To Still the Beating of Her Heart
Leaving the shop behind, Claude stepped outside onto the street and took a deep breath of car fumes. He wrinkled his nose and finding that insufficient defense, blew it on an immaculate handkerchief. He zipped his new leather jacket, walked toward the subway, then stopped, laughing a little at himself. Habit, old scripts. He had plenty of cards and cash nowadays. He scanned the street for taxis, but saw none. Hands in his pockets, he reflected on the circumstance that had led him into the perfume business. He loved the smell of women. He drank in their radiant skin the way other men guzzled fine wine. His father, trained at the Henri Jacques Parfum House in France, had left him the San Francisco shop when he died, probably worried about Claude. “A man needs an occupation,” he used to scold, “even a gentleman.” After the inheritance, crazy in love with Clea, with an excellent education in French literature but no calling, Claude discovered the latent talent hidden in his untrained but eager nose.
He waved a yellow cab down, got inside, and shut the cold wind out. Today had been unusually successful. Four Asian females, all beautiful, all petite and dark with hair that gleamed like dripping oil, had bought out the majority of his stock of his most precious French scents, the ones he had manufactured especially for his shop. He had a special connection to the factory outside of Eze. The town hovered pretty as a sprawling vacation villa above the Mediterranean, and was very near where his father's relatives all lived, and where he had spent the majority of his childhood until the divorce, when his mother had brought him to the States to live near her family. He thought perhaps something floral would suit them, heavy on the tuberose, beeswax, and rose de May, with a slight tickle of sweet honey.
Bantering, friendly, fun-loving, these Asian customers knew how to make a good day great, how to flirt with a man, how to make him feel-manly. On the way out, the prettiest of the group slipped her business card into his pocket, whispering, “I'll be back at the hotel by eight tonight. Call me.”
Unbidden images invaded his mind. Six years of happy marriage had inured him to such invitations, but recently, he felt pulled in an unfamiliar way. He felt a weakening, a lack of moral musculature where there once was brawn. Still, he did not want another woman. Another woman would not be Clea. He wanted Clea back, the way she was the day he met her.

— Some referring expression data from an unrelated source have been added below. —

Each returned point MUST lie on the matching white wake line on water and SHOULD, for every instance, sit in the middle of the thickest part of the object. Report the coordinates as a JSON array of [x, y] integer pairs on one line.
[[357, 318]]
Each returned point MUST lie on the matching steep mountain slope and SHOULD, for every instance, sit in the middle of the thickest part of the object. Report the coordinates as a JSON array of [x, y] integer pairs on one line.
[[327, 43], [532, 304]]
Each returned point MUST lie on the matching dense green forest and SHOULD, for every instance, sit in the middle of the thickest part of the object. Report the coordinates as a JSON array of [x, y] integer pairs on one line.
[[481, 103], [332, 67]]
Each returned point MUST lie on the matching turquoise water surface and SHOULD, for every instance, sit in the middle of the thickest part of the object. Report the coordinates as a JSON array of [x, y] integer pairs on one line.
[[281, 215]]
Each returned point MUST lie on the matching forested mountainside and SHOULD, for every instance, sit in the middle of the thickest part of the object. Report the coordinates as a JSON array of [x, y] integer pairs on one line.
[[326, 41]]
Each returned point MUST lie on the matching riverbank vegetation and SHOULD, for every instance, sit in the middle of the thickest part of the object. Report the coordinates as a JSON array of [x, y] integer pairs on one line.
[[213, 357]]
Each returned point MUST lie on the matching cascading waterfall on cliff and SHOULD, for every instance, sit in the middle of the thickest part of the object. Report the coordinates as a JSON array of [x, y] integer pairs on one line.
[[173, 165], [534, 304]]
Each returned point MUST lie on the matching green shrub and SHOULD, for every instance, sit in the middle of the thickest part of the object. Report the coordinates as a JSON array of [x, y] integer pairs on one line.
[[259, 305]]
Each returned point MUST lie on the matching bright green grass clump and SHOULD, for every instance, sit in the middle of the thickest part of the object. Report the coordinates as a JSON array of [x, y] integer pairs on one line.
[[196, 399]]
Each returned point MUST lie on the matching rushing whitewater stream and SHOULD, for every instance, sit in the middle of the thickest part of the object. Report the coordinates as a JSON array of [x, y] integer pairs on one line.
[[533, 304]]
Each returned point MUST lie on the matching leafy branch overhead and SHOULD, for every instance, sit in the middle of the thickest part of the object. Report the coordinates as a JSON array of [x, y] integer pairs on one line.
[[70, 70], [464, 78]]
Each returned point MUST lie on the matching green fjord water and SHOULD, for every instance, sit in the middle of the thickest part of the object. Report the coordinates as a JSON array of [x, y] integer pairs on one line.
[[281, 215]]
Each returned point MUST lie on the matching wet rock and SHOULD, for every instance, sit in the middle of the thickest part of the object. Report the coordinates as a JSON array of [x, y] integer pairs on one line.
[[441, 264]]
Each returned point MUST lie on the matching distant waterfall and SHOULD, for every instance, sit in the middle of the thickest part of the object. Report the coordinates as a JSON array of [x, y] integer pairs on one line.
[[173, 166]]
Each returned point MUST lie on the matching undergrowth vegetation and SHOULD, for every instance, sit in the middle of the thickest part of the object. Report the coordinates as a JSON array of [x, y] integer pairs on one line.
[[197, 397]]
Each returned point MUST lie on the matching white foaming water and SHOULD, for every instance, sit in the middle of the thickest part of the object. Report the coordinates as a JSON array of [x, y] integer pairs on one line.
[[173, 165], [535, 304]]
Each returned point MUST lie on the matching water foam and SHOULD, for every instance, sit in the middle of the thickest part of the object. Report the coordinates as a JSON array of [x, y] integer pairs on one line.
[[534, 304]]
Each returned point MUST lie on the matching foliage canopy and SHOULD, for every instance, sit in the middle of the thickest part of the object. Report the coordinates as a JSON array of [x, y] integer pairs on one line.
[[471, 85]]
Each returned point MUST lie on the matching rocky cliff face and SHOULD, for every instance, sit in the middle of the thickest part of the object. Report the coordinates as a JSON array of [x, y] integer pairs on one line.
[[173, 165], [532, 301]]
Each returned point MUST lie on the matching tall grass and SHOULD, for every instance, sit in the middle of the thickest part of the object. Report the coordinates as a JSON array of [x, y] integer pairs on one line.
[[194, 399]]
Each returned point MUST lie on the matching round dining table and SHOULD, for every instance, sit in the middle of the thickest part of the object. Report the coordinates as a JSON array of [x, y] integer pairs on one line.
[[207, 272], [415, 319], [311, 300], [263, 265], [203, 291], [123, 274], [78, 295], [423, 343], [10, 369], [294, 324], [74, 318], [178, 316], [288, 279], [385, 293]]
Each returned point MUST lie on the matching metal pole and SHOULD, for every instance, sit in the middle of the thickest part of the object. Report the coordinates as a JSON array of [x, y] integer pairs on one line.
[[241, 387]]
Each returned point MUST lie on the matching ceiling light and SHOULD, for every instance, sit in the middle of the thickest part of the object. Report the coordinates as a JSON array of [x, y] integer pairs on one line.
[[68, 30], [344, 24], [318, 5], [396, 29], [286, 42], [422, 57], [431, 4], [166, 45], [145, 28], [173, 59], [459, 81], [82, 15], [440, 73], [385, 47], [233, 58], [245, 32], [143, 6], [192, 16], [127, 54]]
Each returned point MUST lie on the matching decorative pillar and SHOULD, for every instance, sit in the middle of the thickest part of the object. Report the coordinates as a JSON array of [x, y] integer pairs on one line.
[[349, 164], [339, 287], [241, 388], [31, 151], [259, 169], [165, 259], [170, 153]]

The trip to their home in Noe Valley shouldn't take more than ten minutes from downtown San Francisco, but tonight, with rush hour in full roar… the halts and jerks of the cab irritated him, obliterating the last traces of his good mood. He began to picture Clea, at the window at home, waiting for him, her beady, unmascaraed eyes never wavering from the street.
Beautiful, she had been, with her flaming red hair, her perfect body and intense intelligence. Passionate, loving, the ideal model for his products, Clea was his vision of female perfection. She looked as she was, like a woman with a career of her own, thoughts, opinions, life, so much life. Everything a man could want, she had been.